La valeur sentimentale n'exonère pas les bijoux de l'impôt . Les représentants successoraux (les exécuteurs testamentaires, en cas de testament) doivent inclure la valeur marchande (le prix auquel l'objet pourrait raisonnablement être vendu) dans la déclaration de succession auprès du HMRC.
Les obligations municipales sont présentées comme l'un des meilleurs placements exonérés d'impôt, car les intérêts perçus ne sont pas soumis à l'impôt fédéral sur le revenu. Détenir un placement dans certains comptes, tels qu'un compte HSA, 529 ou Roth, permet de bénéficier d'une exonération d'impôt sur la croissance et les distributions à la retraite.
Sommaire :
Les fonds versés au bénéficiaire désigné dans une assurance vie ne font pas partie de la succession. Cela signifie qu'ils ne sont pas soumis aux règles de la succession habituelle, comme les délais de règlement ou les droits de succession.
Le Livret A intégré à l'actif successoral
Contrairement à une assurance-vie, le Livret A ne peut pas être transmis directement à un bénéficiaire.
La règle, au titre accrocheur d’« exonération des dépenses courantes sur le revenu », signifie que les dons effectués régulièrement sur le revenu mensuel normal, qui ne diminuent pas votre niveau de vie, pourraient échapper au risque d’être ultérieurement soumis aux droits de succession. « Il s’agit d’une exonération extrêmement généreuse. »

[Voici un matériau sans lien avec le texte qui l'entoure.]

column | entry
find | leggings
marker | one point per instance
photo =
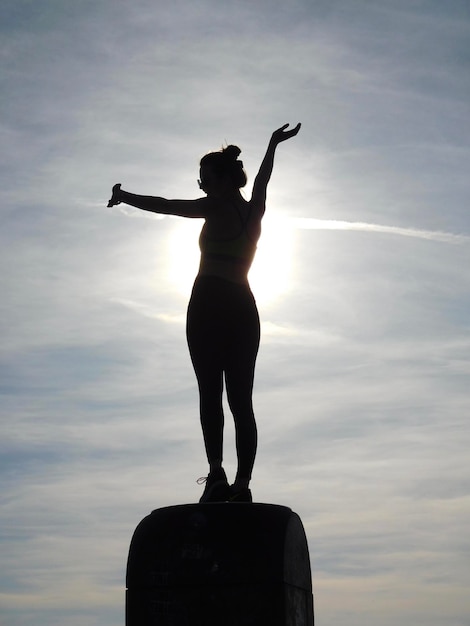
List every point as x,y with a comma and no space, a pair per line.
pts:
223,333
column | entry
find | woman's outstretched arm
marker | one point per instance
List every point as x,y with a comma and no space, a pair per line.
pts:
262,178
183,208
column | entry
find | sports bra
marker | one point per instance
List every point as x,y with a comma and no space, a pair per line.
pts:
239,249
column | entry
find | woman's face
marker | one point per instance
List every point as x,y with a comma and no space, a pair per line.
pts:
212,184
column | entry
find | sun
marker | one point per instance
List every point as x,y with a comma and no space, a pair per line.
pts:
270,275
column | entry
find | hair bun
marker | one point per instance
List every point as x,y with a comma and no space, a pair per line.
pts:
231,152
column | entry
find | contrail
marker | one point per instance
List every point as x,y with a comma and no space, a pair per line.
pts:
308,223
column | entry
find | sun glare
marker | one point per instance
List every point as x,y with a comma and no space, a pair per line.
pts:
271,271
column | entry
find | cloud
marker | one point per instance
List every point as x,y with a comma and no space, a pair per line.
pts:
318,224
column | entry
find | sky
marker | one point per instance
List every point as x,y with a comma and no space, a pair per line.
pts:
362,281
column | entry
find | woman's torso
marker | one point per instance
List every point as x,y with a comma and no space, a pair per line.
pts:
228,240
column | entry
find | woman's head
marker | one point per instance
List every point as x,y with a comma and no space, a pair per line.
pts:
223,166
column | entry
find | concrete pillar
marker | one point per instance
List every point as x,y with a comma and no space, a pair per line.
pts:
219,564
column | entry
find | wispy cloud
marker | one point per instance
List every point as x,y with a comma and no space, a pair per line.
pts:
306,223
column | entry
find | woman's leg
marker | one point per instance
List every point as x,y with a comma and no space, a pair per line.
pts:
239,377
204,344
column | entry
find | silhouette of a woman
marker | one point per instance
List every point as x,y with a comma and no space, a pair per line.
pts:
223,328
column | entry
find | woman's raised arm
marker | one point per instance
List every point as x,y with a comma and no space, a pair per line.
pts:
155,204
262,178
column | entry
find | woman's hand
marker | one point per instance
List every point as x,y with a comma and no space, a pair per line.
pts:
281,134
115,197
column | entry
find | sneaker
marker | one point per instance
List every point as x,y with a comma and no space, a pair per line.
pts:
240,495
217,488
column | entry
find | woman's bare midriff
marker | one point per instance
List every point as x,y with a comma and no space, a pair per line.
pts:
226,270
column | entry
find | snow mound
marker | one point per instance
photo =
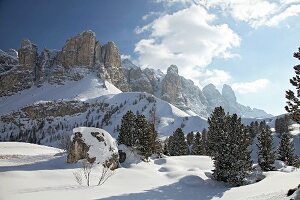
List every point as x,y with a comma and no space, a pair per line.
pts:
20,148
102,147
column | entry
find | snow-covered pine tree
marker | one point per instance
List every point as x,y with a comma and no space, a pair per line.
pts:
166,147
198,148
203,142
253,129
190,141
282,124
144,133
127,131
286,150
190,138
293,103
177,143
228,144
216,131
266,155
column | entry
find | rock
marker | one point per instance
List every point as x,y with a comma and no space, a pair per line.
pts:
28,55
79,50
94,144
127,64
112,70
228,93
12,52
138,81
171,86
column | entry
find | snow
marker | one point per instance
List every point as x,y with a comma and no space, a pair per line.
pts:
20,148
102,151
87,88
183,177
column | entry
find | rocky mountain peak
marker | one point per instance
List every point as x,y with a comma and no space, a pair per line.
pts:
127,64
228,93
173,69
79,50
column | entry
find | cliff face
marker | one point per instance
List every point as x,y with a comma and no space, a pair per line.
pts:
80,54
184,94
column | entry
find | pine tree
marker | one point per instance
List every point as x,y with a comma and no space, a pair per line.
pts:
198,148
144,134
293,102
203,142
282,124
190,138
178,144
166,147
228,142
190,141
216,131
127,131
266,156
286,150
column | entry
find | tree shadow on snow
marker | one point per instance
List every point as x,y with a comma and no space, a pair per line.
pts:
59,161
189,187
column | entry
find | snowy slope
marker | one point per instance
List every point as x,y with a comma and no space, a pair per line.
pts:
183,177
87,88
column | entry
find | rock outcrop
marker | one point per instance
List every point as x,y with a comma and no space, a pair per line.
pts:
184,94
79,50
112,66
26,68
28,55
95,145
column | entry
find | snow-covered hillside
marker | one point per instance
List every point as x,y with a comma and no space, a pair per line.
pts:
56,110
88,87
24,175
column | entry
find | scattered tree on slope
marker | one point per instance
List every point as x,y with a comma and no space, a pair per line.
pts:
266,156
228,143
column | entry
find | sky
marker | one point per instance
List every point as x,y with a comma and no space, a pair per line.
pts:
247,44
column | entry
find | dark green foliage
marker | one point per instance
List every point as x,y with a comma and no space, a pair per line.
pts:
216,131
198,146
177,144
190,138
293,102
144,136
282,124
253,129
228,142
286,150
127,131
266,155
138,133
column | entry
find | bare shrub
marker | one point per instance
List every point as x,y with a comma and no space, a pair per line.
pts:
106,174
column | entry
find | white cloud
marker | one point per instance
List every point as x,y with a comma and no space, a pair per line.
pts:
151,14
250,87
215,76
188,38
254,12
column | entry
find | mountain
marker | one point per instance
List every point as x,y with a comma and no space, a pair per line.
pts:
184,94
81,52
44,96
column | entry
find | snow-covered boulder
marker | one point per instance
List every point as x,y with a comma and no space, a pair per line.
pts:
94,144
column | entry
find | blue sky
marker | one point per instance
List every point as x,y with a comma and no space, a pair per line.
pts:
245,43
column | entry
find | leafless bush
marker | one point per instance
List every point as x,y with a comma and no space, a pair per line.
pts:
106,174
85,172
78,177
65,142
87,169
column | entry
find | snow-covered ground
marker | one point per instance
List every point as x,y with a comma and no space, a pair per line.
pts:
30,171
87,88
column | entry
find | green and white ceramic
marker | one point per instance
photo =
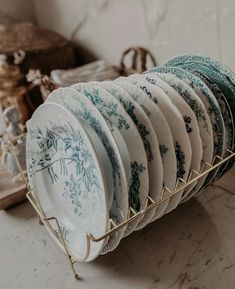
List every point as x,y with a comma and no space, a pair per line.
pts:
189,117
116,115
68,176
206,133
155,162
210,104
197,69
83,109
215,74
178,131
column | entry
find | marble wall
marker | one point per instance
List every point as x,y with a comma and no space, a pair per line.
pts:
107,27
16,11
166,27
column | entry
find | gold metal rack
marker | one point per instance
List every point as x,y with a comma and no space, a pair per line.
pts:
132,216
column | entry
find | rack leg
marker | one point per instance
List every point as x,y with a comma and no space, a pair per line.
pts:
71,262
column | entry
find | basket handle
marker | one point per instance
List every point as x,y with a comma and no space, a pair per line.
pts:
140,54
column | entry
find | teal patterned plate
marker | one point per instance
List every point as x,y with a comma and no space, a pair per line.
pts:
177,127
67,177
219,75
83,109
116,116
198,69
205,127
188,115
154,159
211,105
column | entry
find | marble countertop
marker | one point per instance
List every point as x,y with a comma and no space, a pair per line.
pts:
190,248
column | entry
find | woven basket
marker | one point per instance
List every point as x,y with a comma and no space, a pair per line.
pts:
94,71
26,46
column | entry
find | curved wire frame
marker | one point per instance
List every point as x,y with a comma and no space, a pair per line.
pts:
181,184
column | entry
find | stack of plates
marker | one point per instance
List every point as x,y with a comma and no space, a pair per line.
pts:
96,149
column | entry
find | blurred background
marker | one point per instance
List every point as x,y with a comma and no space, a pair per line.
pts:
104,28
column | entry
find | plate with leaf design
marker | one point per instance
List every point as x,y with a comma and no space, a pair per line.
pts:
83,109
116,115
67,177
221,81
206,133
147,133
210,103
177,129
162,133
189,117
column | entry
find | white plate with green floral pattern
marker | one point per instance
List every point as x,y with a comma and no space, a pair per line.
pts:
210,103
67,177
161,130
151,146
82,108
206,132
177,127
116,115
219,80
189,117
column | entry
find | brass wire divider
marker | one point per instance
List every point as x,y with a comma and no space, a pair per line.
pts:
132,215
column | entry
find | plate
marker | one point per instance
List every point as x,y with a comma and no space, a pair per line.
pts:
219,75
152,146
116,115
189,117
67,177
211,105
82,108
178,131
206,132
197,69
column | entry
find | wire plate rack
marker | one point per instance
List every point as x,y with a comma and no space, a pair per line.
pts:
132,216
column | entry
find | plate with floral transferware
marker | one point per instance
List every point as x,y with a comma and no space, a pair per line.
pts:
149,139
116,115
217,74
156,118
68,177
189,117
83,109
211,105
206,132
198,69
178,131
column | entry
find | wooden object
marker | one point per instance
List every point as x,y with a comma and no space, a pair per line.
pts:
100,70
42,49
11,193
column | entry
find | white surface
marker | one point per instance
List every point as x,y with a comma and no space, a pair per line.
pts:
192,247
166,27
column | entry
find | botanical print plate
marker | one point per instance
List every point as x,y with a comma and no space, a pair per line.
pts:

📌 Les meilleurs placements pour optimiser sa succession sont : L'assurance vie, considérée “hors succession”. À condition de bien choisir son contrat. Le plan d'épargne retraite (PER) est également intéressant, surtout si vous choisissez un PER dit «assurantiel».
De 12 110 € à 15 932 € : 573,45 € (3 823 € x 15 %) De 15 933 € à 100 000 € : 16 813,60 € (84 068 € x 20 %).

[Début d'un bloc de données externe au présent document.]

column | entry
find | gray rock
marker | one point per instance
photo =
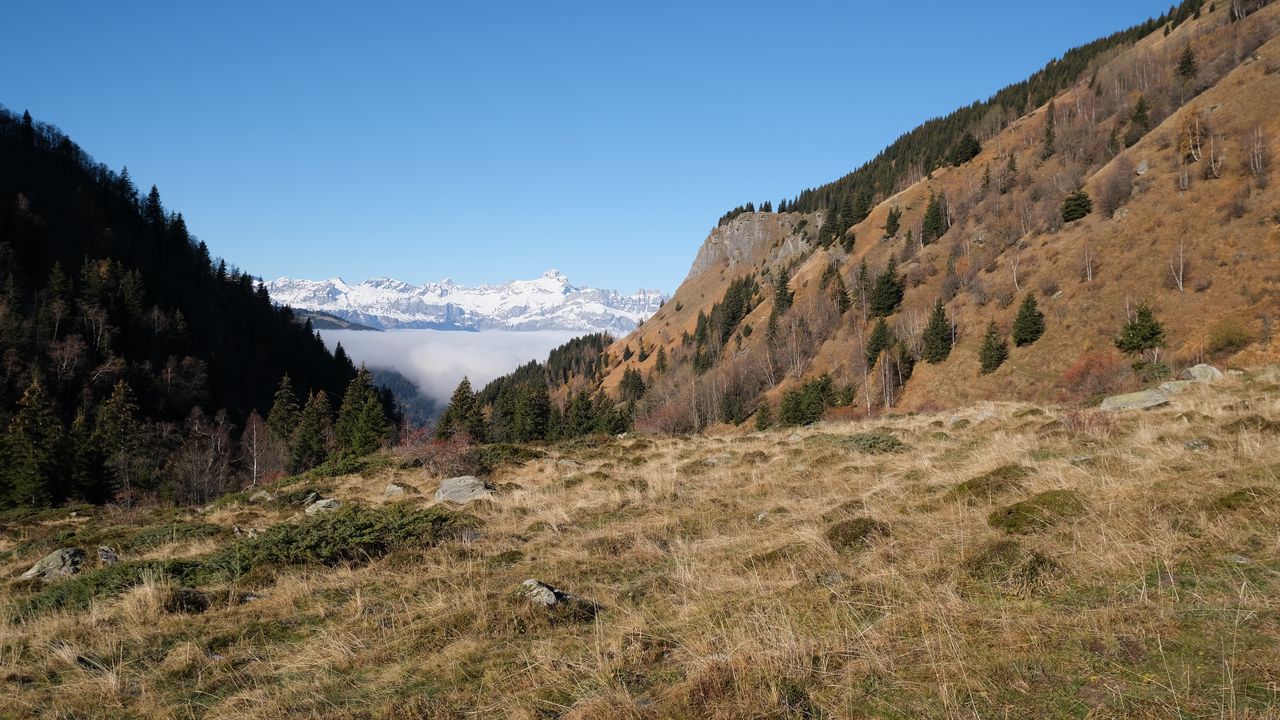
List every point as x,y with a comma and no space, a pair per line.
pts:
464,490
1174,387
1202,373
60,563
324,505
1141,400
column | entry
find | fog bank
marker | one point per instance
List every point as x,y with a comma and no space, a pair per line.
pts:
438,359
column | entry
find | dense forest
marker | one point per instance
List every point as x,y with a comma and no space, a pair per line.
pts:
132,363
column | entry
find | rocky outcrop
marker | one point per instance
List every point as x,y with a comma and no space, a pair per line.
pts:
60,563
464,490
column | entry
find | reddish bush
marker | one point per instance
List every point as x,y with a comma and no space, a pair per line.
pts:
1095,376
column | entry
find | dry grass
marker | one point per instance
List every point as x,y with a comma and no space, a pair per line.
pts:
734,591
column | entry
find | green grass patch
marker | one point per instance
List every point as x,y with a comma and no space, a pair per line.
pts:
1037,513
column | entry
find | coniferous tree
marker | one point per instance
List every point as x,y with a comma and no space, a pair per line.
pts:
1050,133
35,440
1075,206
880,340
283,417
937,336
1142,333
310,442
887,292
894,222
361,427
993,351
1187,65
1029,323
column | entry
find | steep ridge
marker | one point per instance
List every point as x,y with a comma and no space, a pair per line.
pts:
1184,218
549,302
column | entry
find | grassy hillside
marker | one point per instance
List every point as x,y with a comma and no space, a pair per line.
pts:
1005,560
1179,167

L'assurance-vie avant... mais aussi après 70 ans
L'assurance-vie, au-delà d'être un placement adapté pour faire fructifier un capital et préparer sa retraite, est aussi un outil idéal pour préparer sa succession. Les sommes transmises par assurance-vie sont considérées comme « hors succession ».
Laisser de l'argent en héritage
Choisir de laisser un héritage vous confère un contrôle total sur votre patrimoine jusqu'à votre décès . Vous pouvez ainsi définir les modalités de sa distribution grâce à des outils comme le testament et la fiducie. Vos besoins financiers sont ainsi assurés et la gestion de votre succession est simplifiée.
La règle stipule essentiellement : « Nous comprenons que vous puissiez avoir besoin de quitter votre domicile pendant un certain temps. Tant que vous n'achetez pas un autre logement et ne le déclarez pas comme résidence principale, vous pouvez louer votre ancien logement pendant six ans maximum et le vendre sans payer d'impôts . »
Les comptes joints et les biens détenus conjointement figurent parmi les actifs les plus courants qui ne font pas partie de la succession.
Il n'existe pas de plafond légal de versement sur une assurance vie, mais le montant à placer dépend de plusieurs facteurs concrets : votre capacité d'épargne, votre objectif patrimonial (retraite, transmission, protection du conjoint…), et surtout votre âge (la fiscalité évolue après 70 ans).
En théorie, vous pouvez donner autant d'argent que vous le souhaitez à vos enfants , mais les dons importants peuvent être imposables. Pour l'année fiscale 2025/26, chaque citoyen britannique bénéficie d'un abattement annuel de 3 000 £ pour les dons. Cela vous permet de donner de l'argent à vos enfants en une seule fois sans vous soucier des droits de succession.